Text Mining I

Published

October 23, 2023

Introduction

Welcome to the second practical of the week!

The aim of this practical is to introduce you to text pre-processing and regular expressions.

In this practical, you will learn:

Visualize the most frequent words in a data set using a word cloud and a bar plot.
How to prepare and pre-process your text data.
Use regular expressions to retrieve structured information from text.

library(tidyverse) # as always :)
library(tidytext)  # for text mining
library(tm)        # needed for wordcloud
library(wordcloud) # to create pretty word clouds
library(SnowballC) # for Porter's stemming algorithm

Preparation & Pre-process

Text data set

We are going to use the following data set in this practical.

A data set with reviews of computers.
This data set is annotated using aspect-based sentiment analysis. Aspect-based sentiment analysis is a text analysis technique that categorizes data by specific aspects and identifies the sentiment attributed to each one. You can download the data as a text file here. The original source is here.

Each row of the file has the following format:

screen[-1], picture quality[-1] ## When the screen was n't contracting or glitching the overall picture quality was poor to fair .

The aspects are shown before ##, the review is shown after ##.

Visualization

1. Use the read_delim function from the readr package to read data from the computer.txt file.

computer_531 <- read_delim(
  file = "data/computer.txt", 
  delim = "\n", 
  col_names = "review"
)

Rows: 531 Columns: 1
── Column specification ────────────────────────────────────────────────────────
Delimiter: "\001"
chr (1): review

ℹ Use `spec()` to retrieve the full column specification for this data.
ℹ Specify the column types or set `show_col_types = FALSE` to quiet this message.

head(computer_531)

# A tibble: 6 × 1
  review                                                                        
  <chr>                                                                         
1 ## I purchased this monitor because of budgetary concerns .                   
2 inexpensive[+1][a] ## This item was the most inexpensive 17 inch monitor avai…
3 monitor[-1] ## My overall experience with this monitor was very poor .        
4 screen[-1], picture quality[-1] ## When the screen was n't contracting or gli…
5 monitor[-1], picture quality[-1] ## I 've viewed numerous different monitor m…
6 screen[-1] ## A week out of the box and I began to see slight contractions of…

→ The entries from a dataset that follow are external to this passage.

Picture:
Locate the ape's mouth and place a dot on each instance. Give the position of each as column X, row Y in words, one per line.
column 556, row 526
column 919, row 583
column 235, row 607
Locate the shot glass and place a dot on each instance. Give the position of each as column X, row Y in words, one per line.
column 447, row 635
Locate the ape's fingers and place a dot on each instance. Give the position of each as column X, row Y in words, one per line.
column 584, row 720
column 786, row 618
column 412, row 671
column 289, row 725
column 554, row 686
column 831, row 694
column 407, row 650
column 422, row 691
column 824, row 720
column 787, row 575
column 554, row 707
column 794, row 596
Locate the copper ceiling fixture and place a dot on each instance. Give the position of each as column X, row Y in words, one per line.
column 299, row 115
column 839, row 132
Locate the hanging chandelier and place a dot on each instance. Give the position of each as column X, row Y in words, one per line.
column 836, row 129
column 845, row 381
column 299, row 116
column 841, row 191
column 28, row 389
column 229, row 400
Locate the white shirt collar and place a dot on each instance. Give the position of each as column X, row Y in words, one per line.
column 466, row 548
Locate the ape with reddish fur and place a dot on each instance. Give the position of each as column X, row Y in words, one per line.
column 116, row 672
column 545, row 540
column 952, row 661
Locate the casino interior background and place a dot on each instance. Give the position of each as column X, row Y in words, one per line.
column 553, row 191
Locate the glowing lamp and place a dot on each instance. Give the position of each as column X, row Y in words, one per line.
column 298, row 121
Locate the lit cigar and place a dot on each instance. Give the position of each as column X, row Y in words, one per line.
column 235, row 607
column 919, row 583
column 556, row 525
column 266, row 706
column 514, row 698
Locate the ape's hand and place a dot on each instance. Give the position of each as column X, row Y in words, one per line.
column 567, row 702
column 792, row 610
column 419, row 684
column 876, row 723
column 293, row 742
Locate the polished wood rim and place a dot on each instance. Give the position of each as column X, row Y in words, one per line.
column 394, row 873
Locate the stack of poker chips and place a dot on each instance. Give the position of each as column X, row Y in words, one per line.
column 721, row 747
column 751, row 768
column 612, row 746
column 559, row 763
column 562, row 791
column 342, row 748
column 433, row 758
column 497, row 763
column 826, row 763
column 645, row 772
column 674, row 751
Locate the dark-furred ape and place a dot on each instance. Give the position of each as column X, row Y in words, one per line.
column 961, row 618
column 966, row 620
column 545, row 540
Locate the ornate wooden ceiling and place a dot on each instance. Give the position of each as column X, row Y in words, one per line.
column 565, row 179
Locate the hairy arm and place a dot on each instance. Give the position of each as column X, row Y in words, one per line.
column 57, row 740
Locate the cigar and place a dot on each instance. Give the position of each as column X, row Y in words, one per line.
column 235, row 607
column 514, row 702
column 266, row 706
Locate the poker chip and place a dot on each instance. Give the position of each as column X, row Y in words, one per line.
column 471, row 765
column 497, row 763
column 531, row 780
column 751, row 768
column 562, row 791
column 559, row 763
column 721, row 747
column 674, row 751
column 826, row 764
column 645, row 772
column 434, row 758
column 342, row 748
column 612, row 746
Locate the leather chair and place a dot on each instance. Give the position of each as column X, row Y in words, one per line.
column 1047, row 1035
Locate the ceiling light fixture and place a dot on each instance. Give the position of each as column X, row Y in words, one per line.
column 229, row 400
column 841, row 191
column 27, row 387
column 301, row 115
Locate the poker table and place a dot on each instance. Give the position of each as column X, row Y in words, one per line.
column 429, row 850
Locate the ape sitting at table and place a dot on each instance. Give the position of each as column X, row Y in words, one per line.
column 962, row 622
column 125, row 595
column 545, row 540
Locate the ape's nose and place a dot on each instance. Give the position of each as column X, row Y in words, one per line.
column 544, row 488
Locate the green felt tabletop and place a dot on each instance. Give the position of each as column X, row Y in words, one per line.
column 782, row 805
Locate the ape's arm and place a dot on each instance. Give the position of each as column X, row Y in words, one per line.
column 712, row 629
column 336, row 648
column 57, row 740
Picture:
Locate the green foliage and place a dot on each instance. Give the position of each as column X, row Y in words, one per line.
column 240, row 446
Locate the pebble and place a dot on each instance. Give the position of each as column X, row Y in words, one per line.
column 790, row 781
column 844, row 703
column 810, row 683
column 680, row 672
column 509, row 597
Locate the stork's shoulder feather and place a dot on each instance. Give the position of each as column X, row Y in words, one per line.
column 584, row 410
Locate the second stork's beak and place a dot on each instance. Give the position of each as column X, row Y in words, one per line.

2. wordcloud is a function from the wordcloud package, which plots cool word clouds based on word frequencies in a given data set. Use this function to plot the 50 most frequent words with a minimum frequency of 5 using your data set. wordcloud will directly tokenize your documents.

Check the help file of wordcloud function (e.g., ?wordcloud) to see how to specify the arguments.

wordcloud(
  words = computer_531$review,
  min.freq = 5,
  max.words = 50,
  random.order = FALSE,
  colors = brewer.pal(8, "Dark2")
)

Warning in tm_map.SimpleCorpus(corpus, tm::removePunctuation): transformation
drops documents

Warning in tm_map.SimpleCorpus(corpus, function(x) tm::removeWords(x,
tm::stopwords())): transformation drops documents

Another way to visualize the term frequencies is using a barplot. For this we need to convert the data to a tidy format (where each word is a different row) and count the number of occurrences of each word. See the diagram below.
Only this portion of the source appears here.